Les homosexuels : différents ou semblables ?


En ce début de siècle, femmes, hommes, couples, nous nous cherchons. Qui sommes-nous ? Sommes-nous tellement différents ? Ou tellement semblables ? Ces questions traversent toute la société. Dans ce concert d’interrogations, l’homosexualité accentue cette perplexité. Qui sont les homosexuels ? Tellement différents ? Ou tellement semblables ?

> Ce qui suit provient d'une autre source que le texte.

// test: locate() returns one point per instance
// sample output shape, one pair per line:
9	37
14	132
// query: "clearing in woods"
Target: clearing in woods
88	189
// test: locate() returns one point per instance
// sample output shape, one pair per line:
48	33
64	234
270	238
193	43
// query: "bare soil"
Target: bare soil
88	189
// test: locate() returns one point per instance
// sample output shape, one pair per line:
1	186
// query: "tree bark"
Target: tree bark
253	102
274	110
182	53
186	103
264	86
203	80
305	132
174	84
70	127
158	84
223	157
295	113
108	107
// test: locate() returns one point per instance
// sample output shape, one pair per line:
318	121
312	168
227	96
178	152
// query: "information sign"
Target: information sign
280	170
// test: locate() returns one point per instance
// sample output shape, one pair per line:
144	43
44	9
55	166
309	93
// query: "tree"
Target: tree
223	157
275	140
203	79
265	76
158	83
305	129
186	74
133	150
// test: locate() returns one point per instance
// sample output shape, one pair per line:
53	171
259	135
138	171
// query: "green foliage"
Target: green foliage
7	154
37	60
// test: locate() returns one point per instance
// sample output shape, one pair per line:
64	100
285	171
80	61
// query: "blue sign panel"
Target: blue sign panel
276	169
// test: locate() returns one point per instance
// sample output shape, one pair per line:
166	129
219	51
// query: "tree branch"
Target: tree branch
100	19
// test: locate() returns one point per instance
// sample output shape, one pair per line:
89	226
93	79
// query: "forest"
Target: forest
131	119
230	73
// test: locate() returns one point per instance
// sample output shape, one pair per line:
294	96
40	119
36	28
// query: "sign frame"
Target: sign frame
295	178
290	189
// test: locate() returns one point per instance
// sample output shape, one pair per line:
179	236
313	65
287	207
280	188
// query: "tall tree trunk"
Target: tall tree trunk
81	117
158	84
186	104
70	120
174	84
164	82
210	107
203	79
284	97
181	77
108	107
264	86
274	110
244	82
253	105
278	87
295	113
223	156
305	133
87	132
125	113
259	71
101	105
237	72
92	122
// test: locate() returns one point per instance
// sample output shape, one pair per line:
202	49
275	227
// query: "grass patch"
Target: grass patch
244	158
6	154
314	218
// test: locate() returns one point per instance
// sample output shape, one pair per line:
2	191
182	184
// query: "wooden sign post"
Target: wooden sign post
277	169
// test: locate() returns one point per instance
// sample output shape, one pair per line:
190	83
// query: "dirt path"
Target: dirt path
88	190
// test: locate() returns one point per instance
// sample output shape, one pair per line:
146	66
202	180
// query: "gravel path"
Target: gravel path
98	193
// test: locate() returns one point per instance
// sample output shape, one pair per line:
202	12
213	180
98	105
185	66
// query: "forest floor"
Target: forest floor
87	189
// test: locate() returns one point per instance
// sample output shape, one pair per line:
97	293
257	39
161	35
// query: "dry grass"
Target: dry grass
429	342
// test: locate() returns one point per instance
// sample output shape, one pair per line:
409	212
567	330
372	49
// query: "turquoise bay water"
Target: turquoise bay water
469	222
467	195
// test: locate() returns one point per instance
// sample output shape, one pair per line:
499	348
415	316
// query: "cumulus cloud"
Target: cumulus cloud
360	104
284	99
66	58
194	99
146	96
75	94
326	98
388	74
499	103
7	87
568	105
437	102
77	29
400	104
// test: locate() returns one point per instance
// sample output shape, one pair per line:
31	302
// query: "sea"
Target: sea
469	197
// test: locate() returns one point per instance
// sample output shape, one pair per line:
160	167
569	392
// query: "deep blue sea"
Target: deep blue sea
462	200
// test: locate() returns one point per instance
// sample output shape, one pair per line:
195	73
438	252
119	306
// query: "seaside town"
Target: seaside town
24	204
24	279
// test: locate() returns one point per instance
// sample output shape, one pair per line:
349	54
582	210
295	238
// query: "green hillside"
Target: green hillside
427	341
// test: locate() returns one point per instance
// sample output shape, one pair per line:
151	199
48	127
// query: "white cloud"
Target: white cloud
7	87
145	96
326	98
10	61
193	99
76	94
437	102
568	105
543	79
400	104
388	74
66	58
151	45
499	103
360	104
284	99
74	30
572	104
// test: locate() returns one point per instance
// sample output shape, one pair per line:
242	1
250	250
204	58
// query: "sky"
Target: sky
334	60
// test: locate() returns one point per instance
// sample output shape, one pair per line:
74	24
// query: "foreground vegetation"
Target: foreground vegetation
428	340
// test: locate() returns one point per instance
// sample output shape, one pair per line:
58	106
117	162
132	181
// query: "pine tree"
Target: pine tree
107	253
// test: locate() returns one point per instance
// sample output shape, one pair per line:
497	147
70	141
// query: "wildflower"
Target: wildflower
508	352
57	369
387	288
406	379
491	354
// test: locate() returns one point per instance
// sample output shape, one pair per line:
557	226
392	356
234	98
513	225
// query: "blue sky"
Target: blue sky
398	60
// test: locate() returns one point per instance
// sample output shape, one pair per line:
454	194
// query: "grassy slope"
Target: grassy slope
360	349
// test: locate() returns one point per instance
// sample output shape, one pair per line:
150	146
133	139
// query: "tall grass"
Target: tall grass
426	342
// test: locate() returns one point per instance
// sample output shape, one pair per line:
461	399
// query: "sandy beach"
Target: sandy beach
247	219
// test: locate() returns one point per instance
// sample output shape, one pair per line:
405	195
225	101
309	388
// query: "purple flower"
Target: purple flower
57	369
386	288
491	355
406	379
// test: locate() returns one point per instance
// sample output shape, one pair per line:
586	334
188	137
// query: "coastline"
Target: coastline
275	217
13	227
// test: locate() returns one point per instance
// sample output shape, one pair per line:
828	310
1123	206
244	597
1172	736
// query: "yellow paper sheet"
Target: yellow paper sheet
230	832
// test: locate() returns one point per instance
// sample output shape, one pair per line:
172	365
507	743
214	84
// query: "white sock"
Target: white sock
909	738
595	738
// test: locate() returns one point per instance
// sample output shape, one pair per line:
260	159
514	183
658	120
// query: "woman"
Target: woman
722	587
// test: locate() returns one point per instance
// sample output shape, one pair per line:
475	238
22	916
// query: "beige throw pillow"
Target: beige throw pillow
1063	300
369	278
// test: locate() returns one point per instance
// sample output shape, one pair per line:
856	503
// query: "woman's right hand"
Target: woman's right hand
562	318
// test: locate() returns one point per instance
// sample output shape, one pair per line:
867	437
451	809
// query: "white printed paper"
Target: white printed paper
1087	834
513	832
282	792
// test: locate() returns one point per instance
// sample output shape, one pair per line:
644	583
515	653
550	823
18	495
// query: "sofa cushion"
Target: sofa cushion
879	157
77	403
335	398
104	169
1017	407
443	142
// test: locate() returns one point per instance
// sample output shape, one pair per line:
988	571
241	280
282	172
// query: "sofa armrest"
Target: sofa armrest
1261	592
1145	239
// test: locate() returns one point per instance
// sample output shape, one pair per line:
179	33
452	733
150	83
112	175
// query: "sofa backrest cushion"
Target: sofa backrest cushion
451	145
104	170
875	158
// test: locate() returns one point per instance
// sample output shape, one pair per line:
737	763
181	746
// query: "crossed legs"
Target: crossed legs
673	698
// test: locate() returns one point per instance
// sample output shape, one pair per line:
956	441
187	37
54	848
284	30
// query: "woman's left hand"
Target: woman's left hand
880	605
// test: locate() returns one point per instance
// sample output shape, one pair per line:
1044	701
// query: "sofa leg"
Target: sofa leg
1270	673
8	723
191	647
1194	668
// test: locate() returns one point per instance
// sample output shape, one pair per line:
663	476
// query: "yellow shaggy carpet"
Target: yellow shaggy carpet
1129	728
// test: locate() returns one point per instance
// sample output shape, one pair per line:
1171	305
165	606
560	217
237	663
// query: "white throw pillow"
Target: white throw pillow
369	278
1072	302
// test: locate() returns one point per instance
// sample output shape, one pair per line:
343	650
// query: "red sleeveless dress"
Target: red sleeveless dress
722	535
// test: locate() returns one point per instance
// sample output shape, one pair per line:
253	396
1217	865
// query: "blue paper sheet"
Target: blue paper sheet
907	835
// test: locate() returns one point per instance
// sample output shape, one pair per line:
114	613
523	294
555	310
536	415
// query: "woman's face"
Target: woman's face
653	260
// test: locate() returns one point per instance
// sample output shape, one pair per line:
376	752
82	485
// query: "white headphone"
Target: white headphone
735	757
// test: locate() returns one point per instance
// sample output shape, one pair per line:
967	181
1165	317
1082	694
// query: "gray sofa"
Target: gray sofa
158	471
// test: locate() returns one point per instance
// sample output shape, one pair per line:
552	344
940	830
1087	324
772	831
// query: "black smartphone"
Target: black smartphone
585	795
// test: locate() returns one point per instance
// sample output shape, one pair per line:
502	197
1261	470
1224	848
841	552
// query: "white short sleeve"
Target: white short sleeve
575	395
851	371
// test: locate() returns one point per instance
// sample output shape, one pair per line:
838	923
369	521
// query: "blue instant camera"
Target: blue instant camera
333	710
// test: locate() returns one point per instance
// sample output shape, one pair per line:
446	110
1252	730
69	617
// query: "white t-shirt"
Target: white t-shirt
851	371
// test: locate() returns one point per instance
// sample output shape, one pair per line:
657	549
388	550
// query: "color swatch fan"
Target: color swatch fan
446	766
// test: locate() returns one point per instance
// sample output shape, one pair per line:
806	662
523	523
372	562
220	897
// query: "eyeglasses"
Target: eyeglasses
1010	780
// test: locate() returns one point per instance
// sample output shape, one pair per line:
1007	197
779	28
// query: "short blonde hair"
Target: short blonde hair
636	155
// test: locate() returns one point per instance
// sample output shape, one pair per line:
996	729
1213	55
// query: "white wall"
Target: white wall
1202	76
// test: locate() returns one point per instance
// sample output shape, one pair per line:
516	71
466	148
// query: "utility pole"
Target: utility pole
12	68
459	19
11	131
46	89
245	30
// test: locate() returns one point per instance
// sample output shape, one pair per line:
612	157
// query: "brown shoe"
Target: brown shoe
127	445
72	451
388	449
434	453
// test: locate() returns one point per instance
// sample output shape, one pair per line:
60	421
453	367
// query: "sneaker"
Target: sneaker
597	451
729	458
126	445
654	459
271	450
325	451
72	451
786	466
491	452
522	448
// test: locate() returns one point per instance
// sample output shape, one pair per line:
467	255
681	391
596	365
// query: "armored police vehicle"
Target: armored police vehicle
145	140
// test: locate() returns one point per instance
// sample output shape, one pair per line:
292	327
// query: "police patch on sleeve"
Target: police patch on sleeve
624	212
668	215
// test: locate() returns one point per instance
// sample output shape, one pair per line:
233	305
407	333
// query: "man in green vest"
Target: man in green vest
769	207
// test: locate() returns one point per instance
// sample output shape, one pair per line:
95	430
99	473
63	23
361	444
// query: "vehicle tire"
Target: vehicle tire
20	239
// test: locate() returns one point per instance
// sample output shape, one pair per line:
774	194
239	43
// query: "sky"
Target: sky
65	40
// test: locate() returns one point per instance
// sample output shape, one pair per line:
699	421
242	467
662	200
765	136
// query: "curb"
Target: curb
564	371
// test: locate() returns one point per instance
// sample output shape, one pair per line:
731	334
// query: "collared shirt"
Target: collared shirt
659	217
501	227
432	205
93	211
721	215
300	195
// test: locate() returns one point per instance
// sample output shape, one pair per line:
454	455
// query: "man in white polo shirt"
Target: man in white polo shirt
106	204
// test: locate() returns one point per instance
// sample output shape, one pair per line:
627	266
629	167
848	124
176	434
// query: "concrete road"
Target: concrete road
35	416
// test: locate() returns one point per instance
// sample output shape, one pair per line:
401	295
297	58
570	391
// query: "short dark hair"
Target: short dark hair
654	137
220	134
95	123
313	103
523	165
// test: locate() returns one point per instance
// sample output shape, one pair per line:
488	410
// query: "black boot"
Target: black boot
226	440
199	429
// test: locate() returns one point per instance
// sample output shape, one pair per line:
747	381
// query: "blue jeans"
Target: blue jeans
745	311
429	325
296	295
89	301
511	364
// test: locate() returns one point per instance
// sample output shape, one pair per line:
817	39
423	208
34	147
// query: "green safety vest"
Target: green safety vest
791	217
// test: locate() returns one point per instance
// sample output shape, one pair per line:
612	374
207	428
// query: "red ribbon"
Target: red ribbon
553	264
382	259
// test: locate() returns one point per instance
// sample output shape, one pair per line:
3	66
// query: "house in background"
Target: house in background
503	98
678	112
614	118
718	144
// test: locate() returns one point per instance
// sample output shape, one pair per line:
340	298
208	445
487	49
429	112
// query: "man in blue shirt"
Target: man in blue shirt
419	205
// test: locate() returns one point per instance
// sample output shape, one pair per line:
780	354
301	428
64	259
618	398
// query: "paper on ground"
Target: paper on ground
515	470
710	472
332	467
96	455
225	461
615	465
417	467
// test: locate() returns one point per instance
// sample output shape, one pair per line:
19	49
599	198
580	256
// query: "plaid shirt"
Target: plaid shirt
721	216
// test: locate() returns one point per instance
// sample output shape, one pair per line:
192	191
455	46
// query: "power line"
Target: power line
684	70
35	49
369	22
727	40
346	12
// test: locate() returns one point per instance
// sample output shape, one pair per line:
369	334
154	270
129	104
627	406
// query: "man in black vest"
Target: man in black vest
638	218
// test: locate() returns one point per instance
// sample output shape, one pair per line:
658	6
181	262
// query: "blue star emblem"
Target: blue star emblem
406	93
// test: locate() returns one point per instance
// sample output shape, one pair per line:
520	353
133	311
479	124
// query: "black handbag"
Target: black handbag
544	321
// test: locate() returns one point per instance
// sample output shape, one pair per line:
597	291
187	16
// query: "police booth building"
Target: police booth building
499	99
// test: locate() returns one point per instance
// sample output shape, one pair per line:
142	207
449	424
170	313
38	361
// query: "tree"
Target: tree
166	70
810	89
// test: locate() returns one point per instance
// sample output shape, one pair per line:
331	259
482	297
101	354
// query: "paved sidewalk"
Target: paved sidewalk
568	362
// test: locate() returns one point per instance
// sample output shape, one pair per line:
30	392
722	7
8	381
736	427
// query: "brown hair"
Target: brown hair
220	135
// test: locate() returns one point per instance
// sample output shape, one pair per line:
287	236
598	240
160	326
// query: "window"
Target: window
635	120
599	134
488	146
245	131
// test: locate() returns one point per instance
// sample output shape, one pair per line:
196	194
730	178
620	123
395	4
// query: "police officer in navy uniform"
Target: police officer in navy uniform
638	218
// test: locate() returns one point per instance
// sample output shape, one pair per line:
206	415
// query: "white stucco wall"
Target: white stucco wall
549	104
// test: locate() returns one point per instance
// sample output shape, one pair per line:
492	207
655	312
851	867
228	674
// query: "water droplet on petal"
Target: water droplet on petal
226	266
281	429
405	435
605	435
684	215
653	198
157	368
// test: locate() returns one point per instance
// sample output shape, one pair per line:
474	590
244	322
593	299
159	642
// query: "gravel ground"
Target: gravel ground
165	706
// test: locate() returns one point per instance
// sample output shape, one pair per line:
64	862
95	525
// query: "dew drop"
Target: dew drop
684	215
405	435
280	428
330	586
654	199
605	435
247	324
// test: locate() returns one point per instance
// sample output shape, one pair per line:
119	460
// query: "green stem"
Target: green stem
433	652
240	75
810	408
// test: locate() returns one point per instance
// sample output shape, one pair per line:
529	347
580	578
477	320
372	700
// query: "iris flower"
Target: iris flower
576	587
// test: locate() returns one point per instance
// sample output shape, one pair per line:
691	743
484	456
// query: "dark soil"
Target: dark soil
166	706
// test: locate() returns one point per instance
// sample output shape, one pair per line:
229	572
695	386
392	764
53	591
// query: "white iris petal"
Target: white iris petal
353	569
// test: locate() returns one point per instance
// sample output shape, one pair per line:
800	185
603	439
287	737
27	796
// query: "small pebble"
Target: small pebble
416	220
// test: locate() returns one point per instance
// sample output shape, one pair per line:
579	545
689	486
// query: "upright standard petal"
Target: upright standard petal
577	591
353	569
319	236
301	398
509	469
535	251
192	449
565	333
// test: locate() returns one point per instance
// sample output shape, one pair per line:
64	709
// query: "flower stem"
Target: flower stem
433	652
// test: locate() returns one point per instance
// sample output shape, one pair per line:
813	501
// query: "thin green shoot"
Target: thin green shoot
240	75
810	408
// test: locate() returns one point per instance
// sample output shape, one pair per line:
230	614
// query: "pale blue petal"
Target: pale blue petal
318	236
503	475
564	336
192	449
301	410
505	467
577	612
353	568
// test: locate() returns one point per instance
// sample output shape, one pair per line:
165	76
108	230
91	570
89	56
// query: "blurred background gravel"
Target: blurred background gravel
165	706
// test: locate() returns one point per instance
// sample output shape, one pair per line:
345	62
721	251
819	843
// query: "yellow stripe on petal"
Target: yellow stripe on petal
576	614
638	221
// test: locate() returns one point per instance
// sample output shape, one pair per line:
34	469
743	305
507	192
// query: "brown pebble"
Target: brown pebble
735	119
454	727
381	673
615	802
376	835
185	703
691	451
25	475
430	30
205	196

Ni l’Histoire des perceptions sociales de l’homosexualité, ni les études récentes qui lui ont été consacrées, ne permettent de préciser un tant soit peu ce qu’elle est. « La question « qu’est-ce qui définit l’homosexualité » n’a toujours pas de réponse certaine » affirme Marina Castaneda dans son ouvrage « Comprendre l’homosexualité ». Et de poursuivre : « Les limites entre homosexualité et hétérosexualité sont aussi devenues de moins en moins claires » [1] .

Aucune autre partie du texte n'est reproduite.